Enterprises are much the same, with new end-user touch points constantly being added into the mix. They need to be able to tailor functionality, both at the service mesh and data mesh levels, without reinventing the wheel each and every time.
A culture of decentralization
Enterprises are used to proprietary systems and functionality. Most have spent years accumulating valuable data and carefully adding to their own precarious stack of technologies, and the temptation to centralize everything persists. This kind of thinking leads right back to monolithic architectures. And it is high time for businesses to move beyond the temptation to stack if they want to compete with digital natives (and with each other).

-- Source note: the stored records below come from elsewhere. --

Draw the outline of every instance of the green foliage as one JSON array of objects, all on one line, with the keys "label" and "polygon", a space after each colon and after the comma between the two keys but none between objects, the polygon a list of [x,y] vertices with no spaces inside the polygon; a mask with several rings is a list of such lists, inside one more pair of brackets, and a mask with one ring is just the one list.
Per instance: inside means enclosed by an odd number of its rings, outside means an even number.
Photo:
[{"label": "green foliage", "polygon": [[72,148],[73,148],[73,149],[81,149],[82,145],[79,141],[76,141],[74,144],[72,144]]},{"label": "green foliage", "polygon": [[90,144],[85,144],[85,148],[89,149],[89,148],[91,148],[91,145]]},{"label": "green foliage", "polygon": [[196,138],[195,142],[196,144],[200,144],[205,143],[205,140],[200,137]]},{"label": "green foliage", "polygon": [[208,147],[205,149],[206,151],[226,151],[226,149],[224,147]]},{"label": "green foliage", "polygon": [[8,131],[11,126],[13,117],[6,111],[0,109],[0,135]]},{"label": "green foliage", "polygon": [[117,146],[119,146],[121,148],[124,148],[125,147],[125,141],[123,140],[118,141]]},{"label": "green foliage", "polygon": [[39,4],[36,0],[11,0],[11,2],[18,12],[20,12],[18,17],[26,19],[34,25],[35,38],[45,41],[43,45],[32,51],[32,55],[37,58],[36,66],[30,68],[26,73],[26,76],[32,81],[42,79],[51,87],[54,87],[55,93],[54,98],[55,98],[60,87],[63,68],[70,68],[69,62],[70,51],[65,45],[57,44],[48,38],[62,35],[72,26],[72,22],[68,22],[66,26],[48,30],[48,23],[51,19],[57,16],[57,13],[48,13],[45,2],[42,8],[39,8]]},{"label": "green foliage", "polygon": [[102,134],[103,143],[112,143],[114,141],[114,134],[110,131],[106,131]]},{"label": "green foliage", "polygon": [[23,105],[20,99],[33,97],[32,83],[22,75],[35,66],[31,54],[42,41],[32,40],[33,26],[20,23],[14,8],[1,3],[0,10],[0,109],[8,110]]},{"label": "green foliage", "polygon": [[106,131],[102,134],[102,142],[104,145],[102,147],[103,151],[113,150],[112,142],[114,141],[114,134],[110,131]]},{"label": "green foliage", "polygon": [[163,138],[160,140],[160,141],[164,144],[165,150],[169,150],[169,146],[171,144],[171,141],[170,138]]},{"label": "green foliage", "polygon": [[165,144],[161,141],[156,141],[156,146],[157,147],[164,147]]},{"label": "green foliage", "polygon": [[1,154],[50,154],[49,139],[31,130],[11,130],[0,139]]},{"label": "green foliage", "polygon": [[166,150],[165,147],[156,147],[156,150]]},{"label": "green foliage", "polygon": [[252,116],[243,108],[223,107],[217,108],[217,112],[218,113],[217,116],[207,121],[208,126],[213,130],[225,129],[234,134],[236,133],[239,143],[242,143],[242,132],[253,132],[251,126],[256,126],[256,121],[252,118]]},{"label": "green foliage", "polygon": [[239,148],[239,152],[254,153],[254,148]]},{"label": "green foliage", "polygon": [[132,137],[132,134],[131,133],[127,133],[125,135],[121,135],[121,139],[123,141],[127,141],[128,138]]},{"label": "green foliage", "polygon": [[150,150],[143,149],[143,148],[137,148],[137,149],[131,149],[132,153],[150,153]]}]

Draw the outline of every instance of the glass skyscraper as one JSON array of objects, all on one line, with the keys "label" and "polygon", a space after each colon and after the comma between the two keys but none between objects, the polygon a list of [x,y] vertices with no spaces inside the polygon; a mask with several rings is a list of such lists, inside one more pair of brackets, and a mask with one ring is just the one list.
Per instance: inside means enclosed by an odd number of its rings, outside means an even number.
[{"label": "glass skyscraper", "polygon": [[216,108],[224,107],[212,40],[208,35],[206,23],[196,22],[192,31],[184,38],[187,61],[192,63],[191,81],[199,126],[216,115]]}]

Gartner referred to this as “composable” architecture, and by its very nature, composable architecture needs to be decentralized. There is no central core or system, just a web or mesh of best-of-breed components that can be seamlessly integrated, removed, and replaced on the fly.
During the pandemic and the resulting lockdowns, one of the best examples of this was the innovation in the hospitality and logistics sector. The ability to queue jump and use an app to place your order from your front room for takeaway or for groceries – without having to venture out – became a necessity rather than a convenience. And the businesses that were able to roll out this functionality overnight were the ones that cornered the market.
It’s this decentralized, adaptable approach that enterprises need to leverage if they are going to go head-to-head with the competition in today’s landscape.